Life

A little girl sleeping on a couch
Photo courtesy of Hillary Savoie

My Daughter Has A Feeding Tube, & It Can Be Pretty Great

You know that feeling… the one where your kid is sick and has fallen asleep early, they are clearly burning up with a fever and a bit dehydrated? You know how you find yourself pondering whether to wake them, coax them to swallow a bit of Motrin and a glass of water or whether to just let them sleep?

You do?

Yeah, well, I don’t.

When confronted with such a situation, I just sneak into my daughter Esmé’s room while she sleeps, fish the end of her feeding tube extension out of the top of her pants and deliver whatever she needs directly to her stomach. Like a boss.

And, as long as I do my job well, Esmé keeps sleeping. Like an even bigger boss (namely, my boss).

You know how you wonder how much milk/food/water/medication your kiddo actually consumed today? Or how your kid wants to eat only pasta with butter and nothing that resembles a non-potato-based vegetable? Or how they get dehydrated because they can’t be bothered to stop for a minute and drink something? I’ve got that covered too…

Surgically-placed abdominal feeding tube for the win.

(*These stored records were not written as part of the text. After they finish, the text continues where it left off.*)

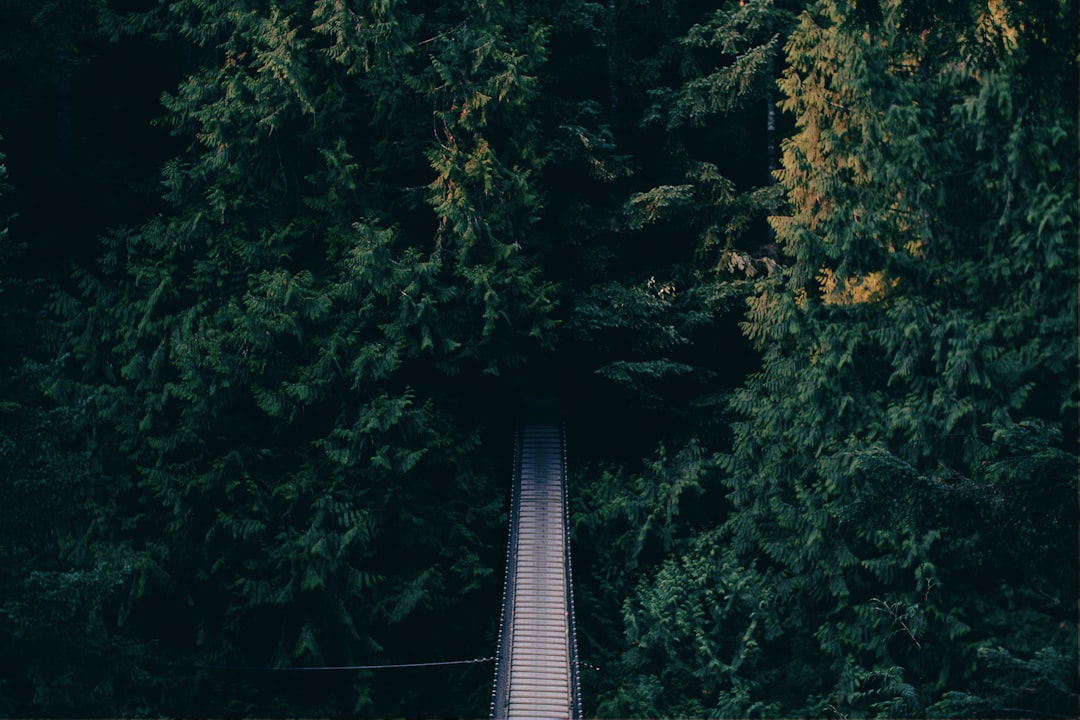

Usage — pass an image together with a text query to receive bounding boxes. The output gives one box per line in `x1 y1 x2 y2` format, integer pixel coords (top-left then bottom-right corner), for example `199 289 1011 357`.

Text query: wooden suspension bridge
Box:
491 399 581 720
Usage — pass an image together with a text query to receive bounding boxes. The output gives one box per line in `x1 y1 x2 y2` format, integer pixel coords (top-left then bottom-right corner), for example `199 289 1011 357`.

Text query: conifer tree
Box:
616 0 1077 717
54 0 553 715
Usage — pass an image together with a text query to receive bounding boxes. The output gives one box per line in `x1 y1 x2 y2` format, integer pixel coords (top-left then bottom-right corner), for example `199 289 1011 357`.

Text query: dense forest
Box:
0 0 1080 718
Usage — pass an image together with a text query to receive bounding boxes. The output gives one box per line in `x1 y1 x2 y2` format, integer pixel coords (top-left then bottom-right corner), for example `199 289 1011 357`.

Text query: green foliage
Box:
596 2 1077 717
54 1 554 714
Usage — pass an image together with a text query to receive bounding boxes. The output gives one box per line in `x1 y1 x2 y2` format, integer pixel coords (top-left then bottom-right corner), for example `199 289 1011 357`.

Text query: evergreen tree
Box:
616 0 1077 717
54 0 553 715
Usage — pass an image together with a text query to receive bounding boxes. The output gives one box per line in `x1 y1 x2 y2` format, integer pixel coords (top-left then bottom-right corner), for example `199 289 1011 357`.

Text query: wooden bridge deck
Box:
491 408 581 720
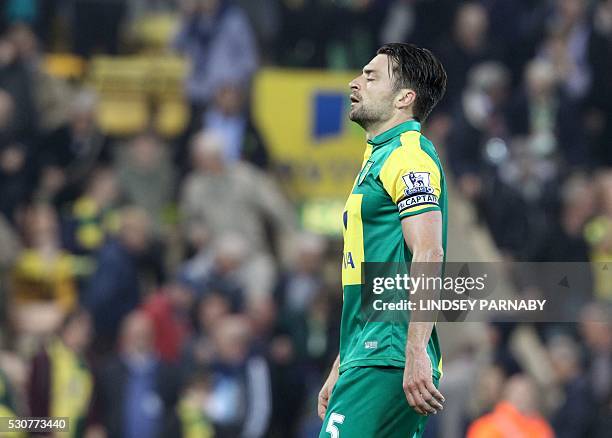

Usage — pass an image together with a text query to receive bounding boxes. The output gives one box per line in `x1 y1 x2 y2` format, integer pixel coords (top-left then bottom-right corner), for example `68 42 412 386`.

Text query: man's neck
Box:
366 114 414 140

By now, I’m pretty certain you’re jealous of my kid's feeding tube. Maybe, just maybe, you might be squeamish about having an extra hole that passes directly into your kid’s stomach. And, obviously, I know you’re not jealous of how we got it — because failure to thrive and cardiac arrest isn’t the path a person wants to take to get to the delight of the feeding tube. But, let me tell you, a delight it is.

My daughter’s 1,347 calories? Not an Oreo, Dorito, or McDonald’s fry to be found in there.

Here’s the thing, I know exactly what my kid eats. I know that she gets exactly the amount of water she needs for optimal kidney function. I know the precise number of milliliters of what went into her body and, with the help of my trusty excel spreadsheet, I can translate that to her exact calorie intake — which I use like armor against the constant questions of why she’s 8 years old and still so damn small. “She may be 32 pounds, but she’s consuming 1,347 calories per day,” I say. “That should sustain me.”

Because it is true — it should sustain me (physically, but certainly not emotionally, tho TBH).

I watch parents pleading with their kids to just please “eat some of this…” and then, as their kid pushes that option onto the floor, the queue of other choices parading past them, only to become so much floor food. That fear starts rising that said child may only ever consent to eat food options the parents would never want admit to in public. But Esmé never demands a different blend through her tube. My daughter’s 1,347 calories? Not an Oreo, Dorito, or McDonald’s fry to be found in there. The things my daughter consumes? They would make your local co-op shopping aspiring-health-nut friend giggle with delight, because those calories are power-packed with Omega oils, organic veggies, vitamins, and pro-biotics. In fact, her diet is so good that her pediatrician recently suggested that, perhaps, just perhaps, a blended Oreo or two pushed through the tube might help her put on some weight…

Jealous yet?

I know, right?

This little bitty tube has kept my kid alive for eight years.

Here’s the thing… that’s not even the best part. The best part is the accessories: Cloth tubie-hugger pads that offer adorable hidden monsters and flowers. Sixty-milliliter feeding syringes that double as squirt guns and tools for making lacy crepes. The jaunty spray of blended diet decorating my living room ceiling (or the shoe of an unsuspecting stranger in the mall).

I’m just kidding, though. All that is pretty great and all. But the best part is that this little bitty tube has kept my kid alive for eight years. And, even though I know you want to steal it from us, I'm never letting it go anywhere.